Nesrin Kazankaya, metne getirdiği yenilikçi bakış açısını, güncel ve modern sahnelemesiyle daha da etkileyici kılar.

Işıklar sönmeden, izleyicilerin arasından çıkıp gelen bir genç adam izleyicilerle, İbsen’in yazının başında alıntıladığım tümcesiyle konuşmaya başlar. Peşinden yanına gelen yeniyetme kız çocuğuyla samimiyetle şakalaşır, sonra ciddileşerek kızın ellerine birer damla kırmızı boya sürer, yeşil bir tüy tutuşturur. Bu ön oyunda Kazankaya yaralı yaban ördeğini müthiş başarılı bir stilizasyonla var ederken izleyiciye uyarlamasıyla ilgili önemli bir ipucu da verir: metni bilen bir seyirci, gerçeğin ortaya çıkaracağı yıkımdan söz eden bu karakterin Hjalmar’ı canlandıracağını düşünür. Oyuncunun Gregers’i üstlenmesi, uyarlamanın farklı bir psikolojik boyuta açılacağı, ikiliklerin/dualite’nin öne çıkacağı derinlikli birçok katmanlılık getireceğini haber verir.
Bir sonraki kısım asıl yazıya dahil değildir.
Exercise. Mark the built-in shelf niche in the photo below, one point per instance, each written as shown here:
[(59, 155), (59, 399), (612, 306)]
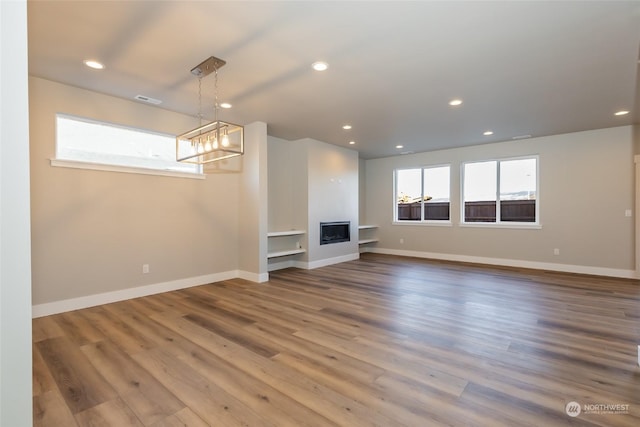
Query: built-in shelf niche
[(285, 243), (367, 234)]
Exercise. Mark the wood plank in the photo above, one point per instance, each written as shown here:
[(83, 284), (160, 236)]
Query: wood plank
[(111, 413), (50, 410), (383, 340), (149, 400), (211, 403), (42, 380), (78, 381), (183, 418)]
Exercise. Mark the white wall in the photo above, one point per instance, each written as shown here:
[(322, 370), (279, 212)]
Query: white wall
[(332, 196), (586, 184), (312, 182), (252, 208), (15, 265)]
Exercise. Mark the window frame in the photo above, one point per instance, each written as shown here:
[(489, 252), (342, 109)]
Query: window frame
[(498, 222), (422, 221), (69, 162)]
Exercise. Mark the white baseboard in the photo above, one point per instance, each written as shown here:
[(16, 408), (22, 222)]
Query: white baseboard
[(331, 261), (252, 277), (565, 268), (71, 304), (282, 264)]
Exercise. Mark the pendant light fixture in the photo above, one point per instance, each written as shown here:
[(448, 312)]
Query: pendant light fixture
[(216, 140)]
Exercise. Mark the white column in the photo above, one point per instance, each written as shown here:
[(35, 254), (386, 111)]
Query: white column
[(15, 238)]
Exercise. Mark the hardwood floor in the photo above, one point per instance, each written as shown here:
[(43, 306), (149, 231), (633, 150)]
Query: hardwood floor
[(382, 341)]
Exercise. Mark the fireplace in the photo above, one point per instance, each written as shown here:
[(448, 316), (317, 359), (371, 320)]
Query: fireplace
[(335, 232)]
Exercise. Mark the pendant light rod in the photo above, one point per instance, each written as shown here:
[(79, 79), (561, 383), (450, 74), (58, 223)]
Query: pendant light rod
[(208, 66)]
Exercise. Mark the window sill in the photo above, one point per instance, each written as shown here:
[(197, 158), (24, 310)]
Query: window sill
[(512, 225), (424, 223), (123, 169)]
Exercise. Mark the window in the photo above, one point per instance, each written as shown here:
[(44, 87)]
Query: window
[(501, 191), (88, 141), (422, 194)]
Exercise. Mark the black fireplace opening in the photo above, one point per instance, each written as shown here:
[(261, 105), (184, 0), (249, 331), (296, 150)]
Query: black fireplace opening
[(335, 232)]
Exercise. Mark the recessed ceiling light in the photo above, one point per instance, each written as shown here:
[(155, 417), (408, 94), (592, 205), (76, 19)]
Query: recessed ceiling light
[(93, 64), (320, 66)]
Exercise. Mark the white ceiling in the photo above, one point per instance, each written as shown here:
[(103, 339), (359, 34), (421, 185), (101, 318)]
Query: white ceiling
[(521, 68)]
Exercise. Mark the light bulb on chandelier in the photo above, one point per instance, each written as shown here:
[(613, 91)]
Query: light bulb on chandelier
[(214, 141)]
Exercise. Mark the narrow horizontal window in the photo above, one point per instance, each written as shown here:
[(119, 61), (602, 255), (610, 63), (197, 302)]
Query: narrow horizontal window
[(422, 194), (93, 142)]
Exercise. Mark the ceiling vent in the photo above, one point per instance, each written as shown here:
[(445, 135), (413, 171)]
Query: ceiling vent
[(148, 100)]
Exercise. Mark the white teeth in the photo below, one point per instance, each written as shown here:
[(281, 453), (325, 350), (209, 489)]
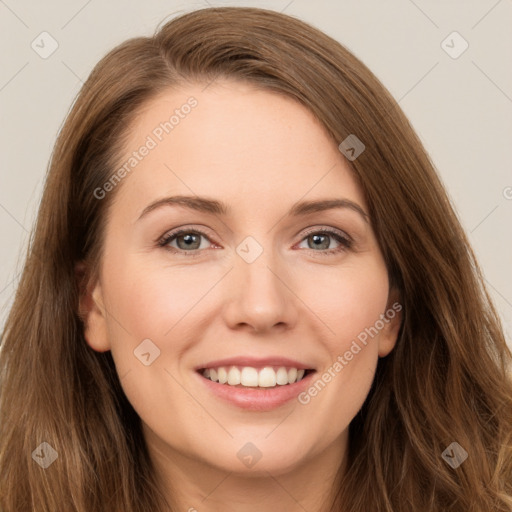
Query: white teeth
[(248, 376), (282, 376), (267, 378), (234, 376), (222, 375)]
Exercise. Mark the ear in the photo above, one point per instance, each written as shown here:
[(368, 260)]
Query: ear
[(92, 310), (388, 336)]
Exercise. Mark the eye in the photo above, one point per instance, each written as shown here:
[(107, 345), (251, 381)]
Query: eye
[(187, 240), (321, 239)]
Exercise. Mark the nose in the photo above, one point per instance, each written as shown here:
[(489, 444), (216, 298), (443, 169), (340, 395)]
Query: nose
[(260, 295)]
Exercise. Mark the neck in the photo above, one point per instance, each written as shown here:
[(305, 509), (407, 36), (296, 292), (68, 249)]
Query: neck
[(194, 485)]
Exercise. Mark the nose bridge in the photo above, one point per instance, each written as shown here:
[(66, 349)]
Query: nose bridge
[(260, 297)]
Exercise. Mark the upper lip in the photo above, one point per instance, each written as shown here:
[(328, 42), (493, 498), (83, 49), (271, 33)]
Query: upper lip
[(255, 362)]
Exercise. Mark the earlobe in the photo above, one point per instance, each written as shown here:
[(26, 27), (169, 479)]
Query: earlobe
[(92, 311), (392, 323)]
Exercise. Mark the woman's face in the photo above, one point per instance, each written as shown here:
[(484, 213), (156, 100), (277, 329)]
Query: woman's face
[(268, 283)]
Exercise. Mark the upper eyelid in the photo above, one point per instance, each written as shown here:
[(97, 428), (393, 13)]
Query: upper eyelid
[(202, 232)]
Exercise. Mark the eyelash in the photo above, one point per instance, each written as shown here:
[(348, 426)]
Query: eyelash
[(344, 241)]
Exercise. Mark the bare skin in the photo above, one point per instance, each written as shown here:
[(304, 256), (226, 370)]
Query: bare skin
[(259, 153)]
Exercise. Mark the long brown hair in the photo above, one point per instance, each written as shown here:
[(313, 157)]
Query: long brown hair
[(445, 381)]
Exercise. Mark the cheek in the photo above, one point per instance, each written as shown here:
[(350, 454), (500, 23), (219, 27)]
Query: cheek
[(149, 300)]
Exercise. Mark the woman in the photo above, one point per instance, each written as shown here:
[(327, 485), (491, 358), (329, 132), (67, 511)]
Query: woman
[(247, 289)]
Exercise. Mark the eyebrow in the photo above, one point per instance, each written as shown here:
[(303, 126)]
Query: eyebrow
[(216, 207)]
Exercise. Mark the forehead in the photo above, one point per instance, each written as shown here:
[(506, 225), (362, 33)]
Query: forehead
[(234, 141)]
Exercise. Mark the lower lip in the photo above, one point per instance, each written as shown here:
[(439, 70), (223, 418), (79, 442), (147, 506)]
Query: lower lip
[(257, 399)]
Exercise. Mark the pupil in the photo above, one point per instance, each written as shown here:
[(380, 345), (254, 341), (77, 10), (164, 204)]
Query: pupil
[(189, 240), (316, 238)]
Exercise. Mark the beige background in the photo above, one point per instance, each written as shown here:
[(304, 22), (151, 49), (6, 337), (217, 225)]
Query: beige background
[(461, 107)]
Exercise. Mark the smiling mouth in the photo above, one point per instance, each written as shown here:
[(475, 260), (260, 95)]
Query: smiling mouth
[(267, 377)]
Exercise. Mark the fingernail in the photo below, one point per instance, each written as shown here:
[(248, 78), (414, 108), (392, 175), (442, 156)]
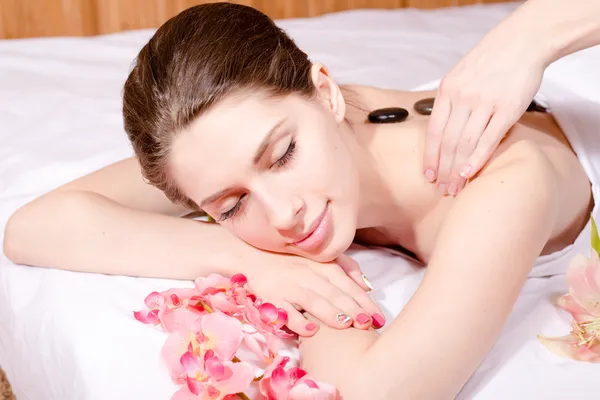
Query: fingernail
[(442, 188), (453, 189), (464, 172), (367, 282), (430, 175), (378, 320), (362, 318), (342, 318), (311, 326)]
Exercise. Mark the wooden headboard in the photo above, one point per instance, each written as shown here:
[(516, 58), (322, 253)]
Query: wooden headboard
[(34, 18)]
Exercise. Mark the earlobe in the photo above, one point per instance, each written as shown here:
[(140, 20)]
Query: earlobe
[(328, 91)]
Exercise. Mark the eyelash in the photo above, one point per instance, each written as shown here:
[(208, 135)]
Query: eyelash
[(279, 163)]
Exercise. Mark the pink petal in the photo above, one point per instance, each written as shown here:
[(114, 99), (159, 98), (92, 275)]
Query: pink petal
[(257, 346), (224, 334), (195, 386), (567, 346), (191, 365), (147, 316), (239, 279), (579, 313), (184, 394), (214, 367), (268, 313), (220, 302), (583, 278), (240, 377), (154, 300)]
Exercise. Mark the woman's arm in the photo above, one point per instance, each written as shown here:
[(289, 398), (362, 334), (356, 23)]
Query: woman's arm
[(490, 88), (112, 222), (485, 249)]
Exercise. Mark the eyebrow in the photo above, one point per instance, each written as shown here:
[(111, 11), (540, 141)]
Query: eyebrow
[(260, 151)]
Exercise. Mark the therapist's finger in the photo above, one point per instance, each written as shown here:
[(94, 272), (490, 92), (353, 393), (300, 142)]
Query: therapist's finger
[(467, 144), (491, 138), (433, 138), (458, 119)]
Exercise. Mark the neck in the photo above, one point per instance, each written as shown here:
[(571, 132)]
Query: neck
[(380, 189)]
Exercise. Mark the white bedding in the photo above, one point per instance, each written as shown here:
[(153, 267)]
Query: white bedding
[(70, 335)]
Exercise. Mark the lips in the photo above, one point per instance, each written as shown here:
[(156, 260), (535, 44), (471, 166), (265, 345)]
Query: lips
[(318, 232)]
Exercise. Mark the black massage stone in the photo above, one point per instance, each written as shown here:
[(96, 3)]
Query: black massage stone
[(535, 107), (424, 106), (388, 115)]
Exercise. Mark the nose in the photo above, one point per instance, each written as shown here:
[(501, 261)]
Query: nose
[(285, 214)]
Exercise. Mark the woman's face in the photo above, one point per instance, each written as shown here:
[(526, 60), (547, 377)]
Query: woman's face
[(276, 172)]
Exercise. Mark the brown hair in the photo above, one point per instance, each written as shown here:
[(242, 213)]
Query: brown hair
[(194, 60)]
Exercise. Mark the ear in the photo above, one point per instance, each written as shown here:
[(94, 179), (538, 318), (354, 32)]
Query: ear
[(328, 91)]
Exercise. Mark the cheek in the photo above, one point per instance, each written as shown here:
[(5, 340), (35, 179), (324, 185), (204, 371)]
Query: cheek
[(253, 228)]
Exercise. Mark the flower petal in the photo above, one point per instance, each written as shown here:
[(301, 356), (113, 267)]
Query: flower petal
[(224, 334), (569, 347), (184, 394), (149, 317), (579, 313), (154, 300), (268, 313), (191, 365), (583, 278)]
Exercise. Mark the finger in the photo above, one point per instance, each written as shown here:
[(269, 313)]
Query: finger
[(433, 138), (490, 139), (353, 271), (454, 129), (323, 309), (466, 145), (345, 294), (298, 323), (364, 301)]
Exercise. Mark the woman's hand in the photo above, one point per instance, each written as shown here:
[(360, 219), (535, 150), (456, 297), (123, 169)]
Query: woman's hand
[(481, 98), (334, 292)]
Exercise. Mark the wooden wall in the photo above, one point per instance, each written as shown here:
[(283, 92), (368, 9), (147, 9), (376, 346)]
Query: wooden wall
[(33, 18)]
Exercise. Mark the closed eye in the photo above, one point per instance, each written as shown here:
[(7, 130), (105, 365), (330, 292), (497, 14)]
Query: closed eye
[(287, 156), (233, 211)]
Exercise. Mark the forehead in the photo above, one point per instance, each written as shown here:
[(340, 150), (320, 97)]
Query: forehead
[(220, 144)]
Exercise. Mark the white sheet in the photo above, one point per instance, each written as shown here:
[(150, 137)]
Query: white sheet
[(69, 336)]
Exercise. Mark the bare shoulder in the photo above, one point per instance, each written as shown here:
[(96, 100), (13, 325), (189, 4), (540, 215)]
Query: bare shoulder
[(542, 158)]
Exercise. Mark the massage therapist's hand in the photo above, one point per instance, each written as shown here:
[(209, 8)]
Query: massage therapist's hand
[(481, 98), (334, 292)]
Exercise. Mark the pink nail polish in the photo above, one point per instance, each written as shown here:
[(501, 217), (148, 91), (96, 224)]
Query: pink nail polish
[(430, 175), (453, 189), (362, 318), (378, 320), (464, 172)]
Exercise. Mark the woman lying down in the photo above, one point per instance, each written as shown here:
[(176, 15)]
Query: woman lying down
[(226, 115)]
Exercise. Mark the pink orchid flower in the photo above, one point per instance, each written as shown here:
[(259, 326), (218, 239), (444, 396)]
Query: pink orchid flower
[(161, 305), (211, 378), (226, 295), (293, 384), (583, 302), (215, 332), (267, 319)]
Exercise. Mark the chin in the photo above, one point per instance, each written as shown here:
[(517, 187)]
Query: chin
[(338, 244)]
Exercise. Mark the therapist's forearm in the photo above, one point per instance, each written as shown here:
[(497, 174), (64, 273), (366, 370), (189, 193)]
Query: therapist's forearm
[(556, 28)]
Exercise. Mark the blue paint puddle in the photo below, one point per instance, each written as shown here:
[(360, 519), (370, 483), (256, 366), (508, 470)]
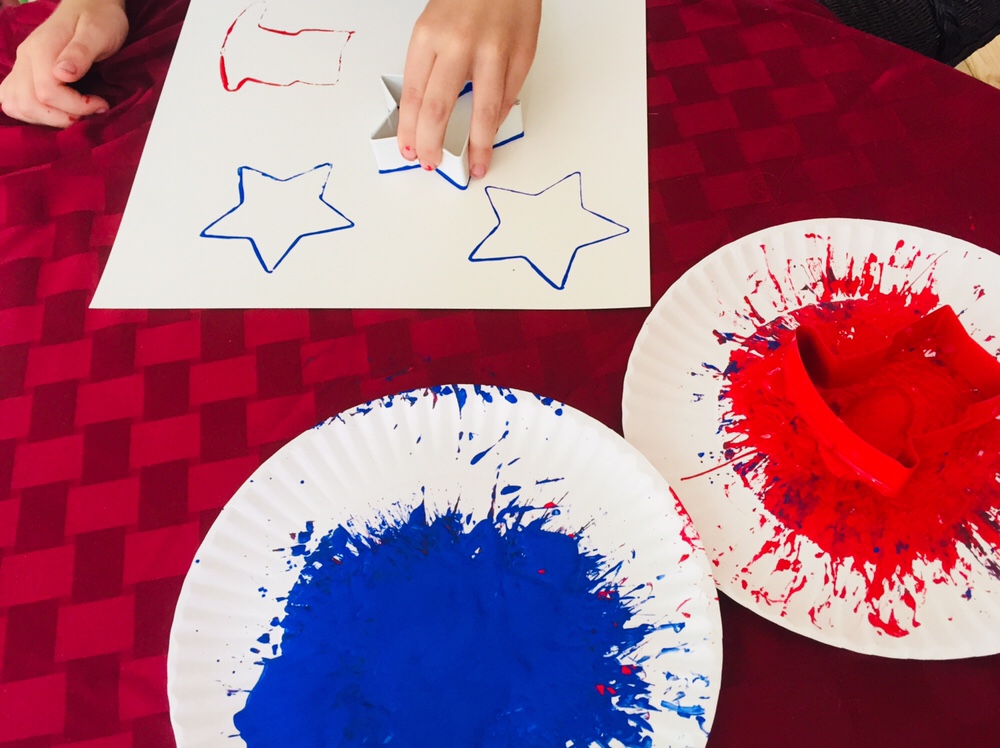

Teknik olarak çok başarılı ve inandırıcı kar fırtınasıyla başlayan oyunda, Gergers’le babasının karşılaşmalarında yıllar önceki hınç duyumsanırken, Gina, Hjalmar, Hedwig üçlüsünün kusursuz mutluluğu etkileyici bir karşıtlık yaratır. Gergers’in, gerçekleri sarhoşken açıklaması başka çağcıl uyarlamalarda kullanılmış da olsa, eski dostuna hasretle sarılması, olay sonrası ilişkinin düzelmesini iyi niyetle beklemesi, dürüstlük inancında samimiyetini belirtirken, bu çok katmanlı yorumda, babasına nefretinin ve kendi saadeti parçalanırken Ekdal’ların mutluluğunu bilinçaltında kıskanmasının açıklamayı tetiklediği olasılığını da içerir.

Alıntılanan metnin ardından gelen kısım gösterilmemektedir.